From: Ben Peart <peartben@gmail.com>
To: Junio C Hamano <gitster@pobox.com>, Stefan Beller <sbeller@google.com>
Cc: git@vger.kernel.org, peff@peff.net
Subject: Re: [RFC/WIP PATCH] object store classification
Date: Fri, 7 Jul 2017 10:56:30 -0400 [thread overview]
Message-ID: <c9a6f3f0-e338-a200-6b57-48b5d926d31c@gmail.com> (raw)
In-Reply-To: <xmqq7ezldlhe.fsf@gitster.mtv.corp.google.com>
On 7/6/2017 10:33 PM, Junio C Hamano wrote:
> Stefan Beller <sbeller@google.com> writes:
>
>> Subject: Re: [RFC/WIP PATCH] object store classification
>
> I thought you are writing different object-store backends and
> classifying them into many categories (e.g. local, networked,
> telepathic, etc.)
>
> It is a logical next step to put per-repository things into
> the_repository. I skimmed the patch and the changes smelled sane,
> but I didn't read it really carefully with fine toothed comb.
>
> Thanks.

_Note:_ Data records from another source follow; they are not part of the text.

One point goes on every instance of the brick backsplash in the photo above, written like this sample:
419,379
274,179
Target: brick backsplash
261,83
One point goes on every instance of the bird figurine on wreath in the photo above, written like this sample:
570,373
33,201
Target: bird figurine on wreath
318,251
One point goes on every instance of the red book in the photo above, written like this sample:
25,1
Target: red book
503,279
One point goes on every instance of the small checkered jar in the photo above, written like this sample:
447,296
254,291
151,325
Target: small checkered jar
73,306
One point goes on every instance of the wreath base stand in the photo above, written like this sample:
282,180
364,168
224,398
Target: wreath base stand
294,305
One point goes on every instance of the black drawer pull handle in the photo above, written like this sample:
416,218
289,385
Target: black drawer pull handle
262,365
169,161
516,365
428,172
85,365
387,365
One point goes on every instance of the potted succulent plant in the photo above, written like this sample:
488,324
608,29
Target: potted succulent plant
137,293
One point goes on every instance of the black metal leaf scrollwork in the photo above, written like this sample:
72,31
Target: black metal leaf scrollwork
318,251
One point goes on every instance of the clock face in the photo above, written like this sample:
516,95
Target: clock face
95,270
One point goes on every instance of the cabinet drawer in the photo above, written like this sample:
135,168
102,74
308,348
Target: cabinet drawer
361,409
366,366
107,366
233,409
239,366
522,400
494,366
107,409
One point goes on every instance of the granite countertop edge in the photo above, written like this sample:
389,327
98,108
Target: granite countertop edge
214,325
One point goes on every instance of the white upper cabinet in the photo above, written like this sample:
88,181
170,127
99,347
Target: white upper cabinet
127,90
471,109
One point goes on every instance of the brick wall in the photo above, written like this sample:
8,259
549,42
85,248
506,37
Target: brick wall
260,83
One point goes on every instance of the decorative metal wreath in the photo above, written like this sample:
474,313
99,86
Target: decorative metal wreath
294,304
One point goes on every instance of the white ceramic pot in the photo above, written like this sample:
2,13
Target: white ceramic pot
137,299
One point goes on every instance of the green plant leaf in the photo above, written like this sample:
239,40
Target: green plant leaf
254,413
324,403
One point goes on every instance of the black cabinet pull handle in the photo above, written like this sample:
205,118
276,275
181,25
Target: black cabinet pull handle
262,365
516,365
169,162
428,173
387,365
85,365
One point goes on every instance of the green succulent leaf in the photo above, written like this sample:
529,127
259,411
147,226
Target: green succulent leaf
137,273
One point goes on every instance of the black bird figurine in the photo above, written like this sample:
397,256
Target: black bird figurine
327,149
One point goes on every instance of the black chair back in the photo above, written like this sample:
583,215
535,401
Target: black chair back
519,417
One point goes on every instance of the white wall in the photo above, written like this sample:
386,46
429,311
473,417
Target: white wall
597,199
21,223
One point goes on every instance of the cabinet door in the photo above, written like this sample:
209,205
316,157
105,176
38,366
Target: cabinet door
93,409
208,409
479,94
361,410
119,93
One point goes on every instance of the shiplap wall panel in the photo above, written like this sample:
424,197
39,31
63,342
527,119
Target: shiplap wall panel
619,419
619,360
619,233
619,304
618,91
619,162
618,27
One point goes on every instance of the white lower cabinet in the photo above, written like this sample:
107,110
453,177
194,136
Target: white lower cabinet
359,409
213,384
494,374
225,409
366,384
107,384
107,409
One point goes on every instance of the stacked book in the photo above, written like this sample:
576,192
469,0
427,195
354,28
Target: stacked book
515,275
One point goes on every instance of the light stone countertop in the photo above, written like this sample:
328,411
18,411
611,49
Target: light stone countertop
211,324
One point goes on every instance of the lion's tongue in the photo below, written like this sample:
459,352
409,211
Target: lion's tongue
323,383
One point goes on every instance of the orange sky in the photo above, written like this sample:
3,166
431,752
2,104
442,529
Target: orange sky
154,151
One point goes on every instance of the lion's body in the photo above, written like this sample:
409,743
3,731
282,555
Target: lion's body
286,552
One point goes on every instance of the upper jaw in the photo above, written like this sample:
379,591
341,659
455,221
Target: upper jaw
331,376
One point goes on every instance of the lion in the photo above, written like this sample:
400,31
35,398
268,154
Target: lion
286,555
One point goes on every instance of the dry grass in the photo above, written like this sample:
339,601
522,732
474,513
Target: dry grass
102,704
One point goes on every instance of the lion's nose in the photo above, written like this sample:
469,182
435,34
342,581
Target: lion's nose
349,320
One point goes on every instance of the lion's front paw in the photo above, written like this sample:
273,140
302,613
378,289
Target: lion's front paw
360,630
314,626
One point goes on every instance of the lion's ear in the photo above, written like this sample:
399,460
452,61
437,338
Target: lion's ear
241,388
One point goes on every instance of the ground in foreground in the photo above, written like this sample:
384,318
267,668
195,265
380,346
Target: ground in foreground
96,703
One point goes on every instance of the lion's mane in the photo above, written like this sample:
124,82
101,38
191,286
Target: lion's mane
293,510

The remainder kept for reference, but no additional
> comments in there.
>
>> This continues the efforts of bw/repo-object, making our code base
>> more object oriented by adding the object store to the the repository struct.
>>
It's great to see this effort continuing.
>> Long term goal of the series that would evolve from this discussion:
>> * Easier to implement submodule features as it can be in the same process.
>>
>> Short term goal:
>> * get rid of 'add_submodule_odb' in submodule.c
>> When fetching or pushing we need to determine if a submodule needs processing
>> by finding out if certain commits are present. To do this we add the submodule
>> objects as an alternate object database and do the processing in the same
>> process. In case of multiple submodules, this would pollute the object store
>> hence being slower and increasing memory usage, too.
>>
>> This patch only changes the object store code to be object oriented based
>> on the repository struct.
>>
>> To go for the short term goal we'd need to convert a few more places, mostly
>> all the construction (blob.c, tree.c, commit.c)
>>
For more API/state design purity, I wonder if there should be an
object_store structure that is passed to each of the object store APIs
instead of passing the repository object. The repository object could
then contain an instance of the object_store structure.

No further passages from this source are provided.